The American Society of Clinical Oncology (ASCO) today issued its first clinical practice guideline on invasive cervical cancer.
This resource-stratified guideline is the first of its kind from ASCO, offering treatment recommendations tailored to resource availability.
Access to cervical cancer care varies between regions of the world, both among and within countries.
Lower resource settings tend to have limited or no cervical cancer screening programs.
As a result, women often have advanced cervical cancer at diagnosis, which requires treatments that may not be readily available in these areas.
"Even though cervical cancer is largely preventable, a quarter of a million women die of this disease every year globally. The vast majority of those deaths occur in less developed regions of the world, such as South-East Asia, the Western Pacific, India and Africa," said Linus Chuang, MD, MS, co-chair of the ASCO Expert Panel that developed the guideline, and a gynaecologic oncologist and a professor of obstetrics, gynaecology and reproductive science at the Icahn School of Medicine at Mount Sinai in New York, NY. "In those regions, access to pathology services, skilled surgeons, radiation machines, brachytherapy, chemotherapy and palliative care may all be constrained."
This guideline provides evidence-based recommendations for four resource tiers: basic, limited, enhanced and maximal.
For each setting, and for each stage of cervical cancer, the guideline recommends optimal therapy and palliative care.

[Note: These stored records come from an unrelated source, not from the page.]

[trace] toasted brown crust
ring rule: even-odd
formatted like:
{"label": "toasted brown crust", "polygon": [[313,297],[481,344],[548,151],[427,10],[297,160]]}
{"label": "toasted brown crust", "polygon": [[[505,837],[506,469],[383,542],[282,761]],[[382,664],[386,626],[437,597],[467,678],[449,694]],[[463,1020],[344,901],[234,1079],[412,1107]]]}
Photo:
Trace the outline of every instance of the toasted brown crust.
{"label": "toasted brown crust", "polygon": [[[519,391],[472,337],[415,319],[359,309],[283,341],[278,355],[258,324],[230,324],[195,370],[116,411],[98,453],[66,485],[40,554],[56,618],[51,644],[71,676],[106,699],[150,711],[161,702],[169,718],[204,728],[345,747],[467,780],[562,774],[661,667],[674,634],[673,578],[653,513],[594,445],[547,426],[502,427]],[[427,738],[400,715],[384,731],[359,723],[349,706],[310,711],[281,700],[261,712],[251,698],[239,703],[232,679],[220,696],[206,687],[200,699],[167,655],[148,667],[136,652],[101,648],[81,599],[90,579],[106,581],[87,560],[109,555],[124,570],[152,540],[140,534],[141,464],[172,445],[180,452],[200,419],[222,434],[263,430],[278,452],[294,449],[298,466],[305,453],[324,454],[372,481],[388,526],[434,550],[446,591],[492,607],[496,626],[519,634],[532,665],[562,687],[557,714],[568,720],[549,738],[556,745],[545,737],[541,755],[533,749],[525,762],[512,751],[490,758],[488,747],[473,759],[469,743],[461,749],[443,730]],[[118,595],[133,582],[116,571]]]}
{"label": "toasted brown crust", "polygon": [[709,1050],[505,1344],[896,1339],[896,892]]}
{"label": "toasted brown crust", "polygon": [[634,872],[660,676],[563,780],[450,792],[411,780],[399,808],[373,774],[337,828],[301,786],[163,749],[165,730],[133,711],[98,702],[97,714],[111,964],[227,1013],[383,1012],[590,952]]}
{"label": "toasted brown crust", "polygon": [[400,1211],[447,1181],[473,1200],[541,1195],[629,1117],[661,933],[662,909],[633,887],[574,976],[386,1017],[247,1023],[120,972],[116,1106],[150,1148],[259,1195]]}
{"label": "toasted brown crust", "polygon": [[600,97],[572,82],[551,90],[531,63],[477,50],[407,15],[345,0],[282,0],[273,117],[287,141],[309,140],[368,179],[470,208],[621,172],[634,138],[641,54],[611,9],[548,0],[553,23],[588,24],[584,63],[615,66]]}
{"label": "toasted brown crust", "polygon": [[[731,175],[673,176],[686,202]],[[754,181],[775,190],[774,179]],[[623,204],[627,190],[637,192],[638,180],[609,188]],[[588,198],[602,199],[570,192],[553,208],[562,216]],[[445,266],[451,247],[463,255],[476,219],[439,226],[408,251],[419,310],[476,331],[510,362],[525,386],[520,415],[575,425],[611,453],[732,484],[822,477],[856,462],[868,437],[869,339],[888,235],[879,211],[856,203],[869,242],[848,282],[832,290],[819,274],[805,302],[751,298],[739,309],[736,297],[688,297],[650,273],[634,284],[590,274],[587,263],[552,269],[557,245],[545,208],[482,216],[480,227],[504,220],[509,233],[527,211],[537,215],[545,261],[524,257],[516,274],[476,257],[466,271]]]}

"Regardless of resources, health care providers should always strive to deliver the highest level of care to all women with cervical cancer," said Jonathan S. Berek, MD, MMS, co-chair of the ASCO Expert Panel that developed the guideline, and professor and chair of obstetrics, gynaecology - gynaecologic oncology at Stanford University School of Medicine in Stanford, CA. "This guideline is a starting point. We hope that it will generate discussion and much needed research in the field."
The guideline recommendations were developed by a multidisciplinary panel of experts in cancer control; gynaecologic, medical and radiation oncology; health economics; obstetrics and gynaecology; and palliative care.
The panel included experts from the United States, Spain, Mexico, Turkey, Canada, Argentina, Zambia, Uganda, South Korea, China and India, as well as a cancer survivor.
The panel conducted a systematic review of medical literature published from 1966 to 2015, and reviewed existing guidelines and cost-effective analyses.
Recommendations were made based on evidence from literature and/or Panel expertise. All recommendations reflect formal expert consensus.
Key guideline recommendations:
"At least two-thirds of cervical cancer deaths occur in women who hadn't been screened regularly. If we improved screening and HPV vaccination around the world, we might be able to substantially decrease the mortality from cervical cancer," said Dr. Berek.
ASCO will address cervical cancer prevention and screening in two separate resource-stratified guidelines to be published later this year.